Solid-state kinetics: Single-model simulation through optimization.

This is a quick note on how to do single-model simulations with solid-state kinetic models using Python. Isothermal simulation is done rearranging the isothermal rate law, the non-isothermal case is solved using an optimization method with scipy's optimize submodule (Levenberg-Mardquart). The Avrami-Erofeev A2 kinetic model will be used for both simulations, setting $E_{a} = 100 kJ/mol$ and $A = 10^{13} min^{-1}$.

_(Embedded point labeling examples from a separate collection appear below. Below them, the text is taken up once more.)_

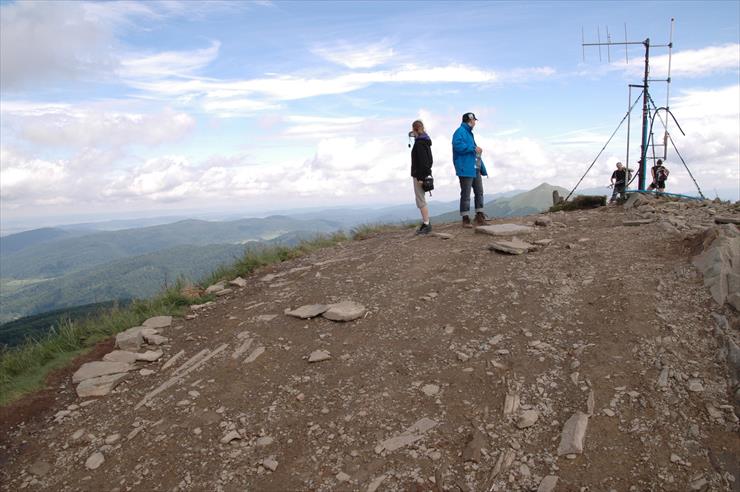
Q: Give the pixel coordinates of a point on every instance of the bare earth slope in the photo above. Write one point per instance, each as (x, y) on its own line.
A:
(451, 329)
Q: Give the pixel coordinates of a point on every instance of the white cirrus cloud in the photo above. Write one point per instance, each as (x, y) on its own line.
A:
(77, 127)
(356, 56)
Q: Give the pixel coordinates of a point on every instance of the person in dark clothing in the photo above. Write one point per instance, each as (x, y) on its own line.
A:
(469, 167)
(660, 175)
(421, 167)
(619, 181)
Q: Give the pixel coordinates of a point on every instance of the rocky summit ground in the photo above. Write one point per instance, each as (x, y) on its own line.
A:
(469, 370)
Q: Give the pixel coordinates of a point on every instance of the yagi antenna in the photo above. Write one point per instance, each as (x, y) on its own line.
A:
(645, 95)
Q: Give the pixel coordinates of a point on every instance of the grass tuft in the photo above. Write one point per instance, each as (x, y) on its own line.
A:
(24, 368)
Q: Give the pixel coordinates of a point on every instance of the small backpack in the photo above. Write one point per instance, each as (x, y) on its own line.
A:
(662, 173)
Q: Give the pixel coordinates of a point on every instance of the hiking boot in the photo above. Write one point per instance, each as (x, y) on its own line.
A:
(480, 218)
(424, 229)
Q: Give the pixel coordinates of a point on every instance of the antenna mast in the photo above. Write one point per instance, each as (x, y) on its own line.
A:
(645, 96)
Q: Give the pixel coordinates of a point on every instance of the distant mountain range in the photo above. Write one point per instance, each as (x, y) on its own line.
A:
(529, 202)
(74, 265)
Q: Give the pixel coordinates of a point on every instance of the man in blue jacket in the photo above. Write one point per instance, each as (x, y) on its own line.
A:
(469, 167)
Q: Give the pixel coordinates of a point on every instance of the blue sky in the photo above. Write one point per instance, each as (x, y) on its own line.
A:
(161, 107)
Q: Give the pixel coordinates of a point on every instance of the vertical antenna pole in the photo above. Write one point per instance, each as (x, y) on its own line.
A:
(626, 57)
(645, 125)
(583, 47)
(629, 121)
(668, 92)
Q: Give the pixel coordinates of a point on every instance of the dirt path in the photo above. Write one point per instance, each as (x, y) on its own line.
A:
(451, 329)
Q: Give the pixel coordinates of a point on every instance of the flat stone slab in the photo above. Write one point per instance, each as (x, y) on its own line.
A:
(637, 222)
(100, 386)
(130, 339)
(409, 436)
(319, 355)
(574, 432)
(308, 311)
(121, 356)
(344, 311)
(514, 247)
(158, 322)
(727, 220)
(504, 229)
(95, 369)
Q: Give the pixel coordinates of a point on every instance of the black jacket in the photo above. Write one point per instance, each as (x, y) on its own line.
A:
(421, 158)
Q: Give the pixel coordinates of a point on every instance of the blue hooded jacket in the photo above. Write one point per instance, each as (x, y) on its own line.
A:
(463, 152)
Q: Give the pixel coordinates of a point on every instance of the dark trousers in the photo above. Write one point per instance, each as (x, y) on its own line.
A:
(618, 190)
(465, 185)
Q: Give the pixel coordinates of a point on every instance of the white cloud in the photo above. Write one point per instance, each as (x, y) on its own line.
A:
(356, 56)
(51, 41)
(703, 62)
(168, 63)
(77, 127)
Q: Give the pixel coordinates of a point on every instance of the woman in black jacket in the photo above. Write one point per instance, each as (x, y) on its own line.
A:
(421, 167)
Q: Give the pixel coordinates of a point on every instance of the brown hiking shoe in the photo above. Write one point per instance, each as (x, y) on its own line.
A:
(480, 218)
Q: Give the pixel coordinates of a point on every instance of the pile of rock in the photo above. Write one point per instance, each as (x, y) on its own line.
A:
(99, 378)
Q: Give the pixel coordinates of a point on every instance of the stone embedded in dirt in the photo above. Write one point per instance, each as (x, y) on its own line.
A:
(476, 440)
(113, 438)
(527, 419)
(409, 436)
(548, 484)
(39, 468)
(344, 311)
(511, 404)
(154, 339)
(270, 463)
(253, 356)
(319, 355)
(663, 378)
(308, 311)
(230, 436)
(726, 220)
(695, 385)
(238, 282)
(514, 247)
(158, 322)
(150, 355)
(430, 389)
(375, 484)
(130, 339)
(264, 441)
(637, 222)
(99, 386)
(504, 229)
(96, 369)
(342, 477)
(212, 289)
(120, 356)
(94, 461)
(574, 432)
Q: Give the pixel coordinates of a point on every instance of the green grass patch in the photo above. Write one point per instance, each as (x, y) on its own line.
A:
(24, 368)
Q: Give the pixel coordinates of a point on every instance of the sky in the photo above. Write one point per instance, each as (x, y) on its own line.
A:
(167, 107)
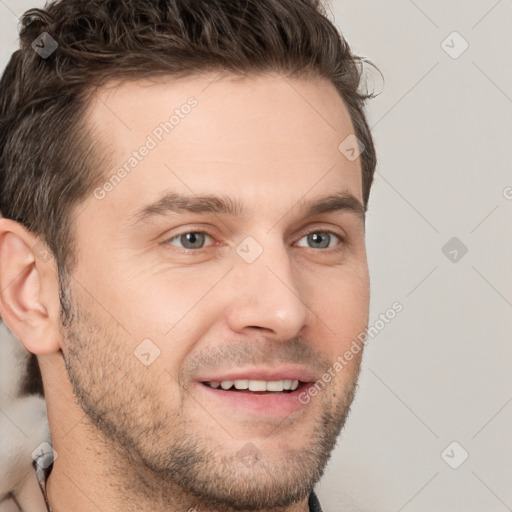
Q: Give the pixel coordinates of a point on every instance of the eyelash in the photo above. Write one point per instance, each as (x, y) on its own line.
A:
(302, 235)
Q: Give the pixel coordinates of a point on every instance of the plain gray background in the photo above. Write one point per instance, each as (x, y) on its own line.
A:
(439, 372)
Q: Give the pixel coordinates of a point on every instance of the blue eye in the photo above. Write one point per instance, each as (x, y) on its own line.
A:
(191, 239)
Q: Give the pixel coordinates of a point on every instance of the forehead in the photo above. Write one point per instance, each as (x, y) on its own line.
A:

We first do all required imports and define our kinetic triplet (model, A, E):


In [31]:
from __future__ import division
import time
import functools
import numpy as np
import matplotlib.pyplot as plt
from scipy.optimize import leastsq
from scipy.constants import R

E = 100 * 1000 # kJ/mol
A = 10**13     # min ** -1

def iA2(a):
    """Integral form of Avrami-Erofeev model (n=2)"""
    return (-np.log(1-a))**(1/2)

Isothermal simulation.

The integral isothermal rate law is expressed as:

$$ \begin{align*} g(\alpha) = A e ^ {-\frac{E_{a}}{RT}} t \\ \end{align*} $$

which can be rearranged as:

$$ \begin{align*} t = \frac{g(\alpha)}{A e ^ {-\frac{E_{a}}{RT}}} \end{align*} $$

Accordingly, we can get the time associated with each $\alpha$ value by setting a model $g(\alpha)$ and kinetic parameters $E_{a}$ and $A$ as constants.


In [32]:
alphas = np.arange(0.01, 1, 0.01) # Transformed fraction, numbers between 0 and 1
temps = [340, 345, 350, 355, 360] # Simulated temperatures, in Kelvins
times = []

for T in temps:
    curve = iA2(alphas) / A * np.exp(E/(R*T))
    times.append(curve)

plots = [plt.plot(t, alpha)[0] for t in times]
plt.title('Simulated Isothermal Reaction')
plt.xlabel('Time (min)')
plt.ylabel('Transformed Fraction')
plt.legend(plots, map(str, temps), loc='lower right')


Out[32]:
<matplotlib.legend.Legend at 0x5936e90>

Non-isothermal simulation.

As presented on this paper by Kwawam & Flanagan, non-isothermal data can be simulated with an optimization method by calculating the temperature (T) for transformed fraction values ($\alpha$) according to:

$$ \begin{align*} \psi = \mid {g(\alpha) \frac{\beta R}{A E_{a}} - p(x)} \mid \end{align*} $$

where A, E, $g(\alpha)$ are fixed constants, the heating rate $\beta$ changes with every curve, and the exponential integral p(x)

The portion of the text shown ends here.